Being in London this Olympic season has presented an opportunity to get out and try some of the capital’s best new restaurants. Tramshed, an Old Street project put together by veteran restauranteur Mark Hix, opened in May and only serves roast chicken and sirloin steak. If you like pictures but don’t loike readin’, you, then there are three photos in this post but click here to see a more thorough slideshow full of pretty colours.
Built inside an old tramshed, hence the name, Tramshed celebrates its eccentricity beyond the confines of the menu. The space is dominated by a giant pickled-cow-and-chicken sculpture by Hix’s friend, the artist Damien Hirst. The wallpaper in the lobby is artfully defaced with nooses and clown faces by a Bansky-esque prankster, and there’s even a neon-signed art gallery called the Cock N Bull in the basement. Perhaps the weirdest touch is reserved for the toilets, however: Plastic udders next to the sinks, which serve as Cronenberg-esque soap dispensers when it comes to washing your hands. By the end of the night, our udder broke loose from its moorings, spilling detergent all over the place — a highlight of the evening, which perhaps isn’t passing the greatest judgment on the food. In any case it was worth sheepishly pulling out my camera in the gents, once it was empty in there. Although it did mean explaining to the next entrant what exactly I was playing at in there, which was a reasonably flighty interaction, from my end.
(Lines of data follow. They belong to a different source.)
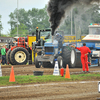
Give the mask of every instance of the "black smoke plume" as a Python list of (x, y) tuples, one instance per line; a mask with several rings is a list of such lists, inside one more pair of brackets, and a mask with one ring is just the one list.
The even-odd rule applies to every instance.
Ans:
[(60, 25), (61, 20), (65, 18), (65, 13), (71, 10), (73, 5), (91, 5), (94, 2), (99, 3), (99, 0), (50, 0), (48, 3), (49, 21), (51, 23), (52, 35)]

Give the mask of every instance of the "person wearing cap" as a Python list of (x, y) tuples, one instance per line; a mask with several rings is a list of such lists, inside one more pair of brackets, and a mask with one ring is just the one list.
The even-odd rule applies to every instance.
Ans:
[(5, 45), (3, 45), (1, 49), (1, 59), (2, 59), (2, 65), (6, 64), (6, 49)]
[[(6, 49), (6, 55), (7, 55), (7, 51), (9, 50), (9, 48), (7, 48), (7, 45), (5, 45), (5, 49)], [(6, 64), (8, 64), (7, 59), (6, 59)]]
[(85, 69), (86, 72), (89, 72), (88, 54), (91, 53), (91, 50), (88, 47), (86, 47), (85, 43), (83, 43), (82, 47), (75, 47), (73, 45), (71, 47), (74, 47), (81, 52), (81, 63), (82, 63), (83, 72), (85, 72)]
The opening dishes had an air of mischief to them: three sets of starters for £7.95 per person. We dipped giant, dry Yorkshire puddings into creamy whipped chicken livers, and enjoyed pickled walnuts on coarsely chopped heritage tomatoes, before making the best of an adequate pea and bacon salad. Cocktails, too, were appropriately in-your-face for the setting: One of our party spotted a man with the biggest glasses any of us had ever seen — four inches in diameter per lens, surrounded by half an inch of hornrim plastic — while she sipped a £10 zombie, which came to the table with its lime on fire. Tramshed verges on the edge of edgy/creative/blah Hoxton, after all. That is to say that it’s near the White Cube gallery, where Young British Artists like Hirst made their first millions, innit.
The main courses were fine. A roast free range chicken (there’s a sign in the lobby with the words “battery chicken” crossed out in red paint) came moist and with its feet still on, sitting upright in a dish full of thin-cut chips. There was enough for three to share for £25. Sirloin steaks came in 250g to 1kg cuts for between £20 and £80, and did exactly what a sirloin steak is supposed to. The chefs were cooking them right, too, which I guess you’d expect, given the specialism of the main courses on the menu.
Beyond the chicken and the steak, the rest of the culinary lineup changes daily and features seasonal ingredients, but puddings on our visit ranged from traditional — apple and gooseberry pie with custard, which was good at £5.95 — through to the edgier (there’s that word again, and yes, I did wonder whether things didn’t seem like they were trying a little too hard at this point) such as a milk chocolate fondue with marshmallows and cherries to share for £12.50. I’m in no position to pass judgment on the fondue, though, because we were too full to go there on our visit.
Tramshed is unlikely to win any awards for culinary innovation or technical cooking prowess in the near future, but in my humble opinion it’s a strong, well-executed concept and a very enjoyable place to go with a group of friends. One feels a great deal of the restaurant, and the menu, was designed with our social-networking generation in mind, with so many distracting touches and dishes begging to be Instagrammed. But I’m not saying I didn’t like that, either, because we had plenty of good laughs in all the right places.
Wine list was broader than one might expect for a restaurant with such a focused menu, with bottles in both colours from £18.75 to over £500 and staff were both quietly competent and just the right side of cheeky when engaged. Easily pleasant enough to earn their discretionary 12.5% service charge.
Tell ‘em what they’ve won, Bully…
Tramshed, 32 Rivington Street, London EC2A 3LX.
Stars out of five: ***
Nearest tube: Old Street.
Reservations? Yes, and recommended. 020 7749 0478.
Veggie catered for? Vegetarian and pescetarian menu available. But there are better places for such preferences.
Bill per person? From £30 for a solid sit-down to £50, depending on how nuts you want to go. Sky’s the limit if you splash out on the cocktails and wine list.